Particular interest centres round the vehicle output of Fiat of Turin, because they are now the largest motor manufacturers in Europe, having beaten Volkswagen’s record—a fact which has cost one reader of Safer Motoring, the VW magazine, a brand-new 1968 Beetle for contradicting a contributor who had said that Fiat output for 1967 was greater than VW’s. In fact, the contributor concerned accepted instead the value of a new VW, which he sent to the Wolfsburg charity Lebenshilfe e.V. as his 1954 VW was running so well that a new one was unnecessary.
Now Fiat have issued their 1968 production figures, the total last year was 1,450,000 units, which includes OM and Autobianchi, or an increase of 109,116 (6%) over the 1967 total. The value in terms of sales was £892,617,000, an 11% increase over the previous year’s takings—big business indeed. Exports rose by 138,000 to 535,000 and 300,000 more vehicles were manufactured or assembled under overseas licences, an increase of 60,000. This places Fiat in the lead in Europe, ahead of Volkswagen, and fourth in World motor vehicle production, behind General Motors, Ford and Chrysler in America. Good cars and good publicity are a certain road to success!

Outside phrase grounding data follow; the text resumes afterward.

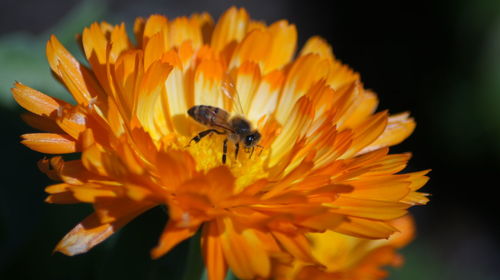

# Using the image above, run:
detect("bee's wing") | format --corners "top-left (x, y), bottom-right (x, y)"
top-left (221, 75), bottom-right (245, 115)
top-left (206, 107), bottom-right (236, 133)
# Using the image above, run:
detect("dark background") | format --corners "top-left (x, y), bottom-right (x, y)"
top-left (1, 0), bottom-right (499, 279)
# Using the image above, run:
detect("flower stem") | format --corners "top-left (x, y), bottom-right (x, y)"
top-left (182, 230), bottom-right (204, 280)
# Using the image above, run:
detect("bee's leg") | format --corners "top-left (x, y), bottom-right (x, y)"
top-left (256, 145), bottom-right (264, 156)
top-left (234, 143), bottom-right (240, 160)
top-left (187, 129), bottom-right (224, 146)
top-left (222, 138), bottom-right (228, 164)
top-left (249, 146), bottom-right (255, 159)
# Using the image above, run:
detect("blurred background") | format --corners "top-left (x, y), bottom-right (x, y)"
top-left (1, 0), bottom-right (499, 279)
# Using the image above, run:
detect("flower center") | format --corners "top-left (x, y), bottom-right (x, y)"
top-left (182, 134), bottom-right (269, 192)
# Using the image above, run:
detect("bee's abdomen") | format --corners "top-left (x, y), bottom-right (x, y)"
top-left (188, 105), bottom-right (228, 126)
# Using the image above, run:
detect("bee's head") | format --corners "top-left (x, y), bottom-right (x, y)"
top-left (244, 131), bottom-right (261, 148)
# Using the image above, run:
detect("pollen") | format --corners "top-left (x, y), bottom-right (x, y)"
top-left (183, 134), bottom-right (269, 192)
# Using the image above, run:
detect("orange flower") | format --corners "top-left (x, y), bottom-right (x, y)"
top-left (273, 215), bottom-right (416, 280)
top-left (12, 7), bottom-right (429, 280)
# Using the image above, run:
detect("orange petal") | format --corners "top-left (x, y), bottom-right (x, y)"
top-left (340, 90), bottom-right (379, 129)
top-left (11, 82), bottom-right (67, 116)
top-left (142, 14), bottom-right (168, 48)
top-left (359, 112), bottom-right (416, 155)
top-left (272, 231), bottom-right (316, 263)
top-left (218, 218), bottom-right (271, 279)
top-left (332, 196), bottom-right (408, 220)
top-left (81, 23), bottom-right (111, 94)
top-left (335, 217), bottom-right (399, 239)
top-left (343, 176), bottom-right (411, 201)
top-left (194, 13), bottom-right (214, 43)
top-left (151, 220), bottom-right (199, 259)
top-left (113, 49), bottom-right (144, 121)
top-left (144, 32), bottom-right (167, 71)
top-left (230, 29), bottom-right (272, 70)
top-left (387, 215), bottom-right (416, 248)
top-left (46, 35), bottom-right (102, 105)
top-left (341, 111), bottom-right (388, 159)
top-left (21, 113), bottom-right (64, 134)
top-left (45, 192), bottom-right (80, 204)
top-left (55, 106), bottom-right (87, 139)
top-left (55, 208), bottom-right (148, 256)
top-left (21, 133), bottom-right (77, 154)
top-left (109, 23), bottom-right (132, 63)
top-left (202, 222), bottom-right (228, 280)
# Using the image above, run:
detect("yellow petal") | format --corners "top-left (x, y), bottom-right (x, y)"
top-left (194, 59), bottom-right (225, 109)
top-left (275, 54), bottom-right (329, 124)
top-left (300, 36), bottom-right (334, 60)
top-left (168, 16), bottom-right (203, 49)
top-left (270, 97), bottom-right (313, 166)
top-left (163, 63), bottom-right (190, 135)
top-left (264, 20), bottom-right (297, 72)
top-left (247, 70), bottom-right (284, 123)
top-left (211, 7), bottom-right (249, 54)
top-left (235, 61), bottom-right (261, 115)
top-left (135, 61), bottom-right (172, 140)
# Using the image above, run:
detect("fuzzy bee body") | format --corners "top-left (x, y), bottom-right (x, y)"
top-left (187, 105), bottom-right (261, 164)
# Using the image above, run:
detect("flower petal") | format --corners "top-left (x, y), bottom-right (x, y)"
top-left (202, 222), bottom-right (228, 280)
top-left (358, 112), bottom-right (416, 155)
top-left (46, 35), bottom-right (103, 105)
top-left (21, 133), bottom-right (77, 154)
top-left (218, 218), bottom-right (271, 279)
top-left (11, 82), bottom-right (67, 116)
top-left (211, 7), bottom-right (249, 54)
top-left (151, 220), bottom-right (199, 259)
top-left (55, 205), bottom-right (150, 256)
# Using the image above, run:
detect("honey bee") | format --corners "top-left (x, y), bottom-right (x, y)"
top-left (187, 78), bottom-right (262, 164)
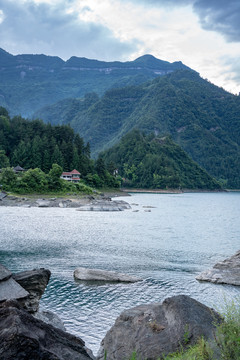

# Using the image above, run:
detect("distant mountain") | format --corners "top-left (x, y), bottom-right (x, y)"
top-left (35, 70), bottom-right (240, 188)
top-left (101, 129), bottom-right (221, 190)
top-left (0, 49), bottom-right (190, 116)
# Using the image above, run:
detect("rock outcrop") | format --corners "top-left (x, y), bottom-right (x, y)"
top-left (74, 268), bottom-right (141, 283)
top-left (0, 193), bottom-right (130, 210)
top-left (0, 264), bottom-right (29, 302)
top-left (0, 301), bottom-right (93, 360)
top-left (97, 295), bottom-right (221, 360)
top-left (196, 250), bottom-right (240, 286)
top-left (13, 268), bottom-right (51, 312)
top-left (77, 199), bottom-right (131, 212)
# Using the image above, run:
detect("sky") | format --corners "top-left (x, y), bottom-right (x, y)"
top-left (0, 0), bottom-right (240, 94)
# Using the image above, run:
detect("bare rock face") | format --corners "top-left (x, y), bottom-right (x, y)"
top-left (13, 268), bottom-right (51, 312)
top-left (0, 264), bottom-right (29, 302)
top-left (0, 301), bottom-right (93, 360)
top-left (74, 268), bottom-right (141, 283)
top-left (196, 250), bottom-right (240, 286)
top-left (97, 295), bottom-right (221, 360)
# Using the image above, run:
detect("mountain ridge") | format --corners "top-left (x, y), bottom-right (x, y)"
top-left (0, 48), bottom-right (191, 116)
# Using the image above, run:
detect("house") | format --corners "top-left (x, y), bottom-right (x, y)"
top-left (13, 165), bottom-right (25, 173)
top-left (60, 169), bottom-right (81, 182)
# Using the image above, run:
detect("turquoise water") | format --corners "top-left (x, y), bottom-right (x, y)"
top-left (0, 192), bottom-right (239, 354)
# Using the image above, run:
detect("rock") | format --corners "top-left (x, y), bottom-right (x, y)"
top-left (77, 199), bottom-right (131, 212)
top-left (97, 295), bottom-right (221, 360)
top-left (196, 250), bottom-right (240, 286)
top-left (0, 301), bottom-right (93, 360)
top-left (13, 268), bottom-right (51, 312)
top-left (0, 264), bottom-right (11, 281)
top-left (77, 205), bottom-right (123, 211)
top-left (34, 310), bottom-right (66, 331)
top-left (0, 264), bottom-right (29, 302)
top-left (74, 268), bottom-right (141, 283)
top-left (0, 192), bottom-right (7, 200)
top-left (36, 199), bottom-right (51, 207)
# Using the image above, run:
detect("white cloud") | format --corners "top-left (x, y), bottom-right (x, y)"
top-left (0, 10), bottom-right (5, 23)
top-left (0, 0), bottom-right (239, 93)
top-left (71, 0), bottom-right (240, 93)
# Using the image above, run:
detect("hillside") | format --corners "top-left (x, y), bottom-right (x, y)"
top-left (35, 70), bottom-right (240, 188)
top-left (0, 48), bottom-right (189, 116)
top-left (101, 130), bottom-right (221, 190)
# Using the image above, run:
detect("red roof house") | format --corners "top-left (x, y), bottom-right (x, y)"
top-left (60, 169), bottom-right (81, 182)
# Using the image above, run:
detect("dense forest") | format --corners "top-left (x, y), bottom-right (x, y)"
top-left (0, 107), bottom-right (119, 190)
top-left (101, 130), bottom-right (221, 190)
top-left (36, 70), bottom-right (240, 188)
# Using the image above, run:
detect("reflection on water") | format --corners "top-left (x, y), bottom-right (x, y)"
top-left (0, 192), bottom-right (240, 354)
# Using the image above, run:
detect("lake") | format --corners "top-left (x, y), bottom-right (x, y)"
top-left (0, 192), bottom-right (239, 355)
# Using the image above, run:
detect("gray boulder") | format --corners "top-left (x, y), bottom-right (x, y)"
top-left (0, 264), bottom-right (29, 302)
top-left (34, 310), bottom-right (66, 331)
top-left (97, 295), bottom-right (221, 360)
top-left (196, 250), bottom-right (240, 286)
top-left (74, 268), bottom-right (141, 283)
top-left (36, 199), bottom-right (51, 207)
top-left (13, 268), bottom-right (51, 312)
top-left (0, 301), bottom-right (93, 360)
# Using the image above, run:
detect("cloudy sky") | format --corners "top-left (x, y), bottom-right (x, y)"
top-left (0, 0), bottom-right (240, 94)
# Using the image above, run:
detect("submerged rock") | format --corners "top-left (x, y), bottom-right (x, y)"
top-left (74, 267), bottom-right (141, 283)
top-left (0, 301), bottom-right (93, 360)
top-left (196, 250), bottom-right (240, 286)
top-left (13, 268), bottom-right (51, 312)
top-left (97, 295), bottom-right (221, 360)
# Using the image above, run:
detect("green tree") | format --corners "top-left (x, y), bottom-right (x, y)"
top-left (0, 167), bottom-right (17, 190)
top-left (51, 145), bottom-right (64, 167)
top-left (0, 150), bottom-right (10, 168)
top-left (48, 163), bottom-right (63, 190)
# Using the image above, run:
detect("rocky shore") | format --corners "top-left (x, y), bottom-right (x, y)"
top-left (0, 191), bottom-right (131, 211)
top-left (1, 263), bottom-right (228, 360)
top-left (0, 264), bottom-right (94, 360)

Apart from cars, Fiat steel production equalled the 1967 figure of 1,950,000 ingot-tons and employment in the three groups, Fiat, Autobianchi and OM, rose to 157,000 (127,500 in the factories, 29,500 in the offices, an increase of 11,000 over 1967).
Such massive output has resulted in the rather harsh query on the part of Penthouse, a non-motoring monthly : “Why isn’t the B.M.C.-Leyland Combine up there ? Volkswagen sells reliability and Fiat sells flair and value? What does Leyland-B.M.C. sell?” We hope that soon Sir Donald Stokes will be able to show them.